International property investors are providing a welcome boost to the German real-estate market, which they see as an attractive alternative to popular destinations like Paris and London, reported Bloomberg.
While Paris and London property markets recovered faster from the recession and saw the greatest increases in capital values, those rates of growth have slowed. Higher prices amid increased competition in those cities have sent investors to Germany's five main markets--Frankfurt, Munich, Berlin, Hamburg and Duesseldorf.
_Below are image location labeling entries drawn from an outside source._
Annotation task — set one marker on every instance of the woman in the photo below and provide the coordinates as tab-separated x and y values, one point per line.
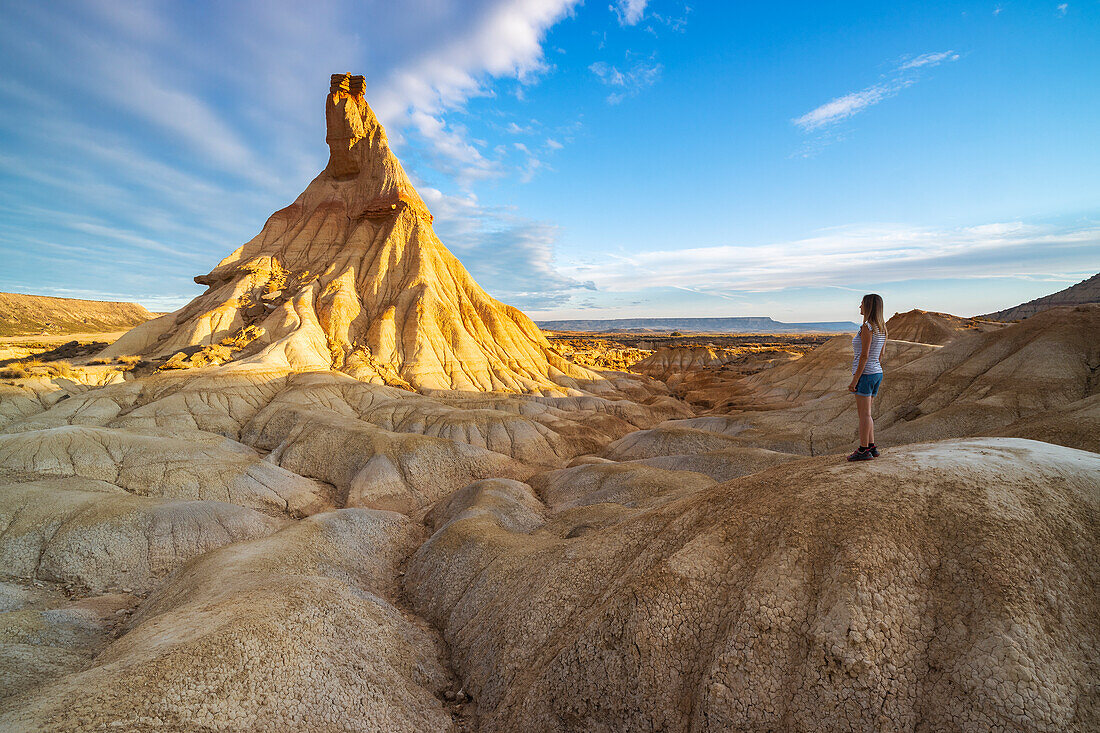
867	372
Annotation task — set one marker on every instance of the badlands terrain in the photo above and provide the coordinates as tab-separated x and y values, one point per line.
344	489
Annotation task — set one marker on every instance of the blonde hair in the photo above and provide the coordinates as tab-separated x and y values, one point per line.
872	313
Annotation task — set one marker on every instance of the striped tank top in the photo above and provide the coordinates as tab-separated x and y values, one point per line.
872	365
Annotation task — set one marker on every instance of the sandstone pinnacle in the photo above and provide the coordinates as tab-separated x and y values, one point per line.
351	276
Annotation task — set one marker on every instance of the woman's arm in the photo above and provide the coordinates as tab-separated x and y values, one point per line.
865	342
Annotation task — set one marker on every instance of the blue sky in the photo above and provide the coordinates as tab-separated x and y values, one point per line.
585	160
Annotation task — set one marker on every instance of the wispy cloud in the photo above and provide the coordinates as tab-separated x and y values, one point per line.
904	75
629	12
509	255
637	76
853	255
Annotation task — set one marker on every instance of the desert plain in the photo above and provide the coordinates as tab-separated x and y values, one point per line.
344	489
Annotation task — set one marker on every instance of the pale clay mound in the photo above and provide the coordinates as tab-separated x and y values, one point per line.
669	360
273	544
946	587
931	327
352	277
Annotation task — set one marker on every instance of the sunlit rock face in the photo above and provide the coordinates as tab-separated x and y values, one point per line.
347	490
351	276
948	586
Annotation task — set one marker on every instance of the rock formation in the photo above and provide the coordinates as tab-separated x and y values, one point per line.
669	360
931	327
254	523
1087	291
351	276
32	315
946	587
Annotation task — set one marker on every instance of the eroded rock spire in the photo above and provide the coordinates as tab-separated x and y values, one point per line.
351	276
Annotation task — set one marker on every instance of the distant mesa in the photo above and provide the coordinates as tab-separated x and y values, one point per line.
352	277
1087	291
42	315
744	325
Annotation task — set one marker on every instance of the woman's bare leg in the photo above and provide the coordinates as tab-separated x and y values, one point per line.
866	424
870	422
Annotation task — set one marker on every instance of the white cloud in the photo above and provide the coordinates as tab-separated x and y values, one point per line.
629	12
854	255
930	59
179	129
842	108
845	107
508	255
639	75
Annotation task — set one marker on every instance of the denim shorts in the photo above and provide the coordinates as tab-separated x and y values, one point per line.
868	384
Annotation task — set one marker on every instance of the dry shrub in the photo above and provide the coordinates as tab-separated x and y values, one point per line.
14	372
61	369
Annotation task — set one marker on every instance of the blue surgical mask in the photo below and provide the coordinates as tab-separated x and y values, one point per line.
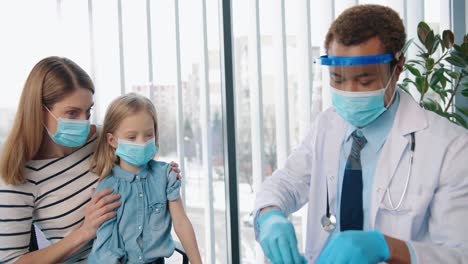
70	132
359	108
136	154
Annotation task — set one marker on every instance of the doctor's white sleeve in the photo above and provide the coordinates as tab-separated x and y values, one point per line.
288	187
448	217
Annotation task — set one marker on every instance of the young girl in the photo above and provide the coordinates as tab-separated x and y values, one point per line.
141	231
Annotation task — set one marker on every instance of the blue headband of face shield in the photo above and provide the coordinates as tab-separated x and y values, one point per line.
355	60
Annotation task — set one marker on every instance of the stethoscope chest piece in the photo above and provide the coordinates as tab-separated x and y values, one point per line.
328	222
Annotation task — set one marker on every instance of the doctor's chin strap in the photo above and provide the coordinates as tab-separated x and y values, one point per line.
351	209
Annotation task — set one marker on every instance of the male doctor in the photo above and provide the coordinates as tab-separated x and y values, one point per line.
385	179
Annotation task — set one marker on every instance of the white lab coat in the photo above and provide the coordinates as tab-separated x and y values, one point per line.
433	217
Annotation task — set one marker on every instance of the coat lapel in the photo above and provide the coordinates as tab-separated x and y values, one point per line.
332	151
409	118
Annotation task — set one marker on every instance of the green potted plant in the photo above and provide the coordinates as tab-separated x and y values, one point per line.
439	72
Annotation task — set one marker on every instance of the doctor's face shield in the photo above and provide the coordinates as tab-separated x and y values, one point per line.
361	86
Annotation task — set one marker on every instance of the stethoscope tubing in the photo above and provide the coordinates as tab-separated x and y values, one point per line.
329	216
Property consultancy Savills PLC (SVS.LN) anticipates that interest will continue into 2011.
"Investors have been cautious to date and in the main focused on London and Paris but as the economy recovers, the top five cities in Germany are becoming a prime target alongside these locations," said Giles Wilcox, head of European cross-border investment at Savills.
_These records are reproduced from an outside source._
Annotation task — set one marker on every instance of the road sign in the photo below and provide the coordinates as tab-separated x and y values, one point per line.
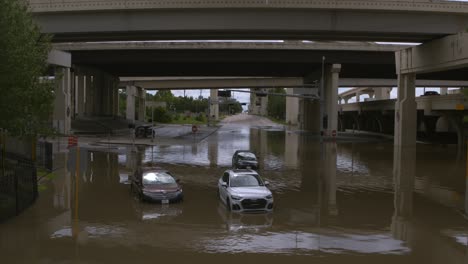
224	93
72	141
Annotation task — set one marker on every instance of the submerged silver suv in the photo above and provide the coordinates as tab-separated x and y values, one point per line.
243	190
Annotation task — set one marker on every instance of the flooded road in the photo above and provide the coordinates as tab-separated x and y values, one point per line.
342	209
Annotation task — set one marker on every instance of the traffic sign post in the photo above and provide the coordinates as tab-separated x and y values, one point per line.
72	141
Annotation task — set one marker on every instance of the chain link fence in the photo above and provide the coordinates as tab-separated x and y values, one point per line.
18	182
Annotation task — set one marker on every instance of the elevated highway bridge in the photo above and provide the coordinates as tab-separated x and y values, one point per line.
391	20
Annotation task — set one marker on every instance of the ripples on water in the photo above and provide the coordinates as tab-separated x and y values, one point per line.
317	212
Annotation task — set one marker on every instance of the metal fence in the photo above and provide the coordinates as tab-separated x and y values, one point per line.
44	158
18	184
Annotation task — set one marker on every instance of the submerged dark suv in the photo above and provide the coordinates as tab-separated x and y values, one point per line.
244	159
156	185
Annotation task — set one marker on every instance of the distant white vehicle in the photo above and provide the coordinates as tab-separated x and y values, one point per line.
243	190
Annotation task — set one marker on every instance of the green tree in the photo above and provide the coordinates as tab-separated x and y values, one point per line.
277	104
25	98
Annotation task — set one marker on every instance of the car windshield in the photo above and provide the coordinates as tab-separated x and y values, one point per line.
247	156
150	178
247	180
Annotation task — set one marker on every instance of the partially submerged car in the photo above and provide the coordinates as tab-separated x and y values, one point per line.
244	159
156	185
243	190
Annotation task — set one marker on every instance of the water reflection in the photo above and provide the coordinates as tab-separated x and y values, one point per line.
333	199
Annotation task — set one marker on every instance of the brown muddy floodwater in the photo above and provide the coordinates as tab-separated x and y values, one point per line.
320	216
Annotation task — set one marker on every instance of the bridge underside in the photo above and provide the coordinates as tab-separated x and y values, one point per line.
253	23
273	63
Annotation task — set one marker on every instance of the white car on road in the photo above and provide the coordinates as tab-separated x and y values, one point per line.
243	190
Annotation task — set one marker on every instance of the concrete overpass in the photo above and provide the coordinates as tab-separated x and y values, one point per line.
392	20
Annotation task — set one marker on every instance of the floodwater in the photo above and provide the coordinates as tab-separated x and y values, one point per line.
334	203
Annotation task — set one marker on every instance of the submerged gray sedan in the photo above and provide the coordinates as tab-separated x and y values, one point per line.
243	190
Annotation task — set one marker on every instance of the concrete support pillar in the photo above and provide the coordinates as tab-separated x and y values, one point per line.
331	97
404	154
214	105
264	105
405	112
358	97
330	177
291	149
89	94
213	150
258	104
131	92
80	95
292	108
382	93
309	115
443	90
141	104
62	105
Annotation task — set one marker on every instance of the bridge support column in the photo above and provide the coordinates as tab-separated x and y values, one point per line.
404	155
331	97
405	112
382	93
131	92
141	104
89	94
358	97
309	115
258	105
62	105
330	177
214	105
80	94
292	108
International investors accounted for 40% of total transactions in Germany in the first half of the year, compared with only 15% in the same period last year.
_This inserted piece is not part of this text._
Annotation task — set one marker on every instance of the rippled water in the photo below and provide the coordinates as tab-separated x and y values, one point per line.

They have boosted property transactions in Germany by 148% in the first half, which should result in total commercial real-estate investment there for the year of EUR16 billion compared with EUR11.2 billion in 2009.
Buyers from the U.K., the Netherlands and France, in particular, are targeting Germany alongside domestic investors, including open-ended funds, closed-ended funds, listed property companies and private-equity investors, which have re-entered the market.